Boniver snorted. "Very well. I'll be in my ship."

-----

Boniver sighed. It had been twenty years since the birth of Delta, and over that time entire worlds were being constructed. Most of the pieces were being constructed on Gamma and then shipped to space and pieced together. In the center of these 'planets' were complex energy systems, designed to provide clean sustaining energy. So far, only one entire planet had been built, though they had been building the pieces for the planet long before Delta was born. Boniver looked at the star. It was incredibly bright for such a young star, especially considering how small scientists estimated it was. He stepped back from the window and headed back to the Boat, his ship and home for the past thirty years. Home.
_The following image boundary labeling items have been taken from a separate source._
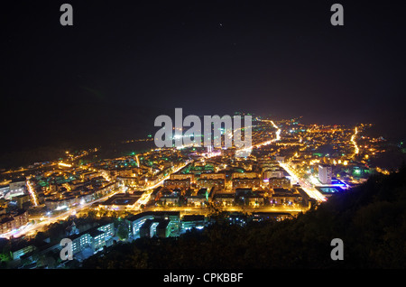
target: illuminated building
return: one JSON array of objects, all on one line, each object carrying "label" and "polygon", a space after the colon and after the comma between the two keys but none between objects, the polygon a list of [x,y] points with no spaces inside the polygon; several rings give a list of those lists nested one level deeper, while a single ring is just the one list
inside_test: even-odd
[{"label": "illuminated building", "polygon": [[323,184],[331,183],[332,169],[329,165],[318,165],[318,181]]}]

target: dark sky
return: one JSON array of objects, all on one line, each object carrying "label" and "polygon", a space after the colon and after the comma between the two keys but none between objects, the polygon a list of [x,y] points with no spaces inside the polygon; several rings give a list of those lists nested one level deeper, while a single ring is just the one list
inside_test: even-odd
[{"label": "dark sky", "polygon": [[[63,3],[73,26],[60,24]],[[344,26],[330,23],[334,3]],[[60,123],[69,136],[78,125],[128,125],[121,114],[155,107],[396,123],[405,134],[401,1],[39,0],[0,13],[3,130],[19,141],[51,140]]]}]

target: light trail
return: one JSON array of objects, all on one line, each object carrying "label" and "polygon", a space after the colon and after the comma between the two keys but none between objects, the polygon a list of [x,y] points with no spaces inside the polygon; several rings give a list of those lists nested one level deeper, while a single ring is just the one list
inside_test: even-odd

Boniver's conscience bugged him terribly. The Iota Frontier was thin ice, but as to why was beyond his level comprehension. All of those years of pioneering the galaxy, one thing he had learned: you take what you can get. The Iota shield must be guarding something, but something more than what is visible. He pondered for a moment if his conscience was bugging him truthfully, but he refused to admit that his conscience was wrong. There is something wrong - right? He wondered. He realized that there was no way to discover unless the Iota Frontier itself was explored. Just like pioneering, right? You never know what you'll run into. Boniver laughed nervously at himself.

 

Posted Jun 27, '12 at 8:52pm

Salvidian

Salvidian

3,950 posts

I hadn't any idea you were so fluent in the language of the idiots in our government.

It was ironic how these nine people were the ones determining the very existence of humanity.

*POW*
There's that opening sentence needed to grab the reader's attention. It was only slightly hinted in there, but I'm sure many got the idea that the next entry of "Vacuum Fear" will introduce us to a much larger situation, featuring more characters and bigger problems.

The history somewhat outweighs the actual material of the story released thus far. An excellent choice when introducing the story.

I know I didn't really reflect on the story itself, but I wanted to give you some information pertaining to your writing ability. I don't have a lot to go over, but I hope that helps!